I will end up with four data frames, sampling_team_40 through sampling_team_70 that are all the same size. Here is a sample:

replicate indicates which sample it is (each individual team_season has 1000) and the _0 and _1 appended to each metric show the two separate groups. For example, the first row here is one sample of 40 games from the Bruins' 2009-10 season. Those 40 games were divided into two groups: the first group had 111 total unblocked shot attempts, and the second group had 132. Having the data structured this way will allow us to easily calculate the correlations.

We'll create another function to do so, called correlations, and use the lapply function again to apply that function over our four data frames.


correlations <- function(df) {

correlation <- df %>%
group_by(samplesize) %>%
summarize(raw_f = cor(fenwick_0, fenwick_1) ^ 2,
raw_rate = cor(f_60_0, f_60_1) ^ 2,
raw_f_pred = cor(fenwick_0, goals_1) ^ 2,
raw_rate_pred = cor(f_60_0, goal_60_1) ^ 2,

}

cor_all <- lapply(list(sampling_team_40, sampling_team_50, sampling_team_60, sampling_team_70), correlations)
cor <- bind_rows(cor_all)



That will result in a very simple data frame that looks like this:

And we can reshape that data to more easily create some graphs.



# Create graphs to compare----
# Reshape data to make it easier

cor_reshape <- cor %>%
pivot_longer(raw_f:adj_rate_pred, names_to = "metric", values_to = "R2") %>%
mutate(type = substr(metric, 1, 3)) %>%
arrange(type) %>%

cor_reshape %>%
ggplot(aes(fill = type, x = samplesize, y = R2)) +
geom_bar(stat = "identity", position = "dodge") +
labs(title = "Repeatability: Unblocked Shot Attempts", x = "Sample Size",
y = "R-Squared", fill = "Adjusted?") +
theme_linedraw() +
theme(axis.ticks = element_blank()) +
geom_text(aes(label = round(R2, 3)), position = position_dodge(10),  vjust = -0.5, size = 3) +
scale_fill_manual(values = c("#DDDDDD", "#CF8BA8"))

cor_reshape %>%
ggplot(aes(fill = type, x = samplesize, y = R2)) +
geom_bar(stat = "identity", position = "dodge") +
labs(title = "Repeatability: Unblocked Shot Attempt Rate", x = "Sample Size",
y = "R-Squared", fill = "Adjusted?") +
theme_linedraw() +
theme(axis.ticks = element_blank()) +
geom_text(aes(label = round(R2, 3)), position = position_dodge(10),  vjust = -0.5, size = 3) +
scale_fill_manual(values = c("#DDDDDD", "#CF8BA8"))

cor_reshape %>%
ggplot(aes(fill = type, x = samplesize, y = R2)) +
geom_bar(stat = "identity", position = "dodge") +
labs(title = "Predictivity: Unblocked Shot Attempt Rate", x = "Sample Size",
y = "R-Squared", fill = "Adjusted?") +
theme_linedraw() +
theme(axis.ticks = element_blank()) +
geom_text(aes(label = round(R2, 3)), position = position_dodge(10),  vjust = -0.5, size = 3) +
scale_fill_manual(values = c("#DDDDDD", "#CF8BA8"))



The two figures below show the R2 values for raw and adjusted values, by sample size, for the unblocked shot attempts and the unblocked shot attempt rate, respectively.
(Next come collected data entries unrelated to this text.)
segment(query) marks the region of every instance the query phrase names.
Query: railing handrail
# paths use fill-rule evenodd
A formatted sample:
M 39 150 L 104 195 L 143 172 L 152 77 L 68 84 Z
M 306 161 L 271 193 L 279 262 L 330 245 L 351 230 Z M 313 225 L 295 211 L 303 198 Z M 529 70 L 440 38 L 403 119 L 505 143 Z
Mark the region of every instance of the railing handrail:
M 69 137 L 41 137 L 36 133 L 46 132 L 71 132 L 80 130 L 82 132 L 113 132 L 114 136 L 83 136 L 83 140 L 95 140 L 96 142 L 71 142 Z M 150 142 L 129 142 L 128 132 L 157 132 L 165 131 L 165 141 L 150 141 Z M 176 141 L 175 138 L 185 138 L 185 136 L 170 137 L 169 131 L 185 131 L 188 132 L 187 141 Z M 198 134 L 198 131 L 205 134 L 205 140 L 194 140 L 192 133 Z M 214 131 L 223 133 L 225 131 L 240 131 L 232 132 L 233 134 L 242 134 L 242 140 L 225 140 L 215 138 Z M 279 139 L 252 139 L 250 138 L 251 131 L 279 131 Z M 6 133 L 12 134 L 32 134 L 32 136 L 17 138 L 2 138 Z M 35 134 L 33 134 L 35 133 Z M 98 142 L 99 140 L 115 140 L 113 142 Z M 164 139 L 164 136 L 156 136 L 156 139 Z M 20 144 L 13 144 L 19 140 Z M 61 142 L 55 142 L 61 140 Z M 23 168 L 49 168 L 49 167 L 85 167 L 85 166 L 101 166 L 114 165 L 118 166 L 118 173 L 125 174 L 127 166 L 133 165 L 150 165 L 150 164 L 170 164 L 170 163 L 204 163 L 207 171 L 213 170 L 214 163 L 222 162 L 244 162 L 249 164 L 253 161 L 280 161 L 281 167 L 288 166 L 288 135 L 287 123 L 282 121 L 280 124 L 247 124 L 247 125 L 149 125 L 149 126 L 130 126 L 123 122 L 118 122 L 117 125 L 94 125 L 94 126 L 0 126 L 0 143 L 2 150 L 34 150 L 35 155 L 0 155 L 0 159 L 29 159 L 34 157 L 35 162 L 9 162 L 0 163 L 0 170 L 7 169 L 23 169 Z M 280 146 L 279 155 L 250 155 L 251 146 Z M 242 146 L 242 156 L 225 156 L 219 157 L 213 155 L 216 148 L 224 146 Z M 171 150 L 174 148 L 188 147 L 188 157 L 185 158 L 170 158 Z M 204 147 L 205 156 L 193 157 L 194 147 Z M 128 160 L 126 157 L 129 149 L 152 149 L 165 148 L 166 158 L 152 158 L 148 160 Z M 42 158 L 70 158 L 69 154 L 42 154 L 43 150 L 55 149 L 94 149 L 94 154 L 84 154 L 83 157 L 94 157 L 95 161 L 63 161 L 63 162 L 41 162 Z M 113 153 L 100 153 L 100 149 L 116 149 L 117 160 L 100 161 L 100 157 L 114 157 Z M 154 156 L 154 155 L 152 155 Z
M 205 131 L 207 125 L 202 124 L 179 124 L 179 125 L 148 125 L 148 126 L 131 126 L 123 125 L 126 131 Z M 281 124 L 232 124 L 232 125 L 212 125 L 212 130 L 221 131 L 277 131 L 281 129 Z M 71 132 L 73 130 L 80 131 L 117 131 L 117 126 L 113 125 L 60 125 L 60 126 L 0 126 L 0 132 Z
As expected, the correlation increases along with the sample size. And although none of the R2 values are particularly large, they are consistently higher for the adjusted values. (As a comparison, Micah found a R2 value of 0.530 for a similar test with 5v5 adjusted values.)
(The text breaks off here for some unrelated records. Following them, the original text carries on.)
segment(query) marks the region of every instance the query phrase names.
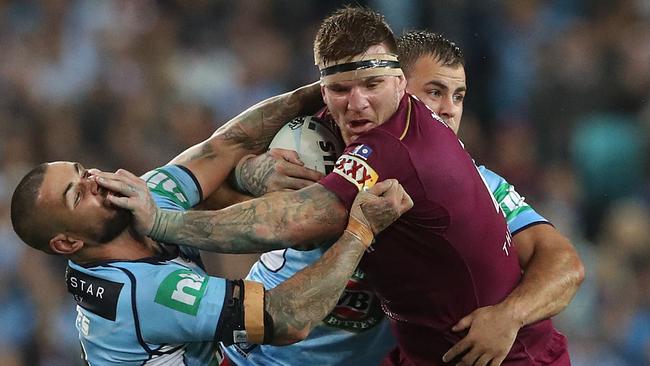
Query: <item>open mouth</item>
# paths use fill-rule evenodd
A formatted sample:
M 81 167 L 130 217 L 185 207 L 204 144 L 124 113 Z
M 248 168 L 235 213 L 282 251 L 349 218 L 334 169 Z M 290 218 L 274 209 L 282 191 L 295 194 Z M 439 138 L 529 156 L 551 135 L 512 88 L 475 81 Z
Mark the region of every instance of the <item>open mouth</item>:
M 354 120 L 354 121 L 350 121 L 350 122 L 349 122 L 350 127 L 351 127 L 351 128 L 355 128 L 355 129 L 356 129 L 356 128 L 365 127 L 366 125 L 368 125 L 368 124 L 370 124 L 370 123 L 372 123 L 372 122 L 370 122 L 370 121 L 367 120 L 367 119 L 357 119 L 357 120 Z

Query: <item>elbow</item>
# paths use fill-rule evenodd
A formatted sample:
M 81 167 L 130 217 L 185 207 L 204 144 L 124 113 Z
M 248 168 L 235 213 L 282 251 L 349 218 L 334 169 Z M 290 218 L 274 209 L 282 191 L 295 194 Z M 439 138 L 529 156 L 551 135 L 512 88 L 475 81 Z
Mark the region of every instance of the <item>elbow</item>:
M 582 285 L 585 280 L 585 266 L 578 255 L 575 247 L 571 244 L 568 239 L 566 240 L 566 252 L 568 254 L 567 263 L 569 264 L 568 268 L 571 273 L 572 282 L 577 289 Z
M 585 281 L 586 271 L 585 271 L 585 266 L 582 263 L 582 260 L 580 260 L 580 257 L 578 256 L 577 253 L 576 253 L 573 272 L 575 273 L 576 287 L 580 287 L 580 285 L 582 285 L 582 283 Z
M 286 346 L 303 341 L 314 327 L 313 323 L 299 324 L 295 319 L 292 319 L 291 325 L 287 324 L 288 322 L 287 319 L 283 319 L 280 323 L 274 324 L 272 345 Z
M 289 344 L 298 343 L 300 341 L 305 340 L 307 336 L 309 336 L 309 332 L 310 330 L 304 328 L 300 330 L 295 330 L 290 333 L 287 333 L 281 339 L 275 340 L 273 344 L 276 346 L 286 346 Z

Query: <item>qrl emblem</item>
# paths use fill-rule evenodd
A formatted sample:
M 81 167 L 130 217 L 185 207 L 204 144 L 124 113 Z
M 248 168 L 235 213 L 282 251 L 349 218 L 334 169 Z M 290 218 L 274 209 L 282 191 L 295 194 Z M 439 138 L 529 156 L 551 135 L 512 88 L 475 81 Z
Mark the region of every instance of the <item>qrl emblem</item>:
M 379 179 L 379 174 L 367 162 L 347 154 L 336 161 L 334 173 L 354 184 L 359 191 L 371 188 Z

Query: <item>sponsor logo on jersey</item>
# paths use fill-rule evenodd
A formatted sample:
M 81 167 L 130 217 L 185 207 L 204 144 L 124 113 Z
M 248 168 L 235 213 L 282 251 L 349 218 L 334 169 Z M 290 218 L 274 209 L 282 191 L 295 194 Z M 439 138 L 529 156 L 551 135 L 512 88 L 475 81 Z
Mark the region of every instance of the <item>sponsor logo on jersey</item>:
M 196 315 L 207 284 L 206 277 L 189 269 L 179 269 L 165 277 L 158 287 L 154 301 L 168 308 Z
M 372 155 L 372 149 L 368 145 L 359 145 L 349 152 L 350 155 L 358 156 L 363 160 L 368 160 Z
M 366 283 L 363 271 L 357 269 L 323 323 L 350 332 L 363 332 L 379 324 L 383 318 L 379 299 Z
M 525 198 L 520 196 L 515 187 L 508 183 L 501 183 L 494 191 L 494 198 L 499 202 L 506 221 L 510 222 L 524 211 L 532 210 Z
M 359 191 L 371 188 L 379 179 L 379 174 L 367 162 L 348 154 L 341 155 L 336 161 L 334 173 L 354 184 Z
M 65 271 L 65 281 L 77 305 L 104 319 L 115 320 L 123 283 L 91 276 L 71 267 Z
M 167 197 L 186 210 L 192 208 L 185 192 L 180 189 L 180 184 L 178 184 L 176 178 L 164 169 L 147 172 L 142 176 L 142 179 L 147 182 L 147 187 L 151 193 Z

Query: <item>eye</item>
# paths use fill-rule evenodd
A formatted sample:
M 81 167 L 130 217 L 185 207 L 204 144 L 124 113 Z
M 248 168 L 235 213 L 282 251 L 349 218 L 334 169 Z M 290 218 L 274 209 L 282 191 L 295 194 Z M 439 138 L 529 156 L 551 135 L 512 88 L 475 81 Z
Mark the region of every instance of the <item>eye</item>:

Also as expected, the R2 value is much smaller when we look at prediction: how the unblocked shot attempt rate in one group predicts the goal rate in another group. Again as comparison: Micah used goal percentage instead for his prediction test and found a R2 value of 0.113.

My personal conclusion is that there appears to be some value from adjusting for score effects at 5v4, but I'm not sure it's enough to recommend score adjustment as common practice. For context, I'd also like to explore further into how score effects might affect the rate of drawing or taking penalties.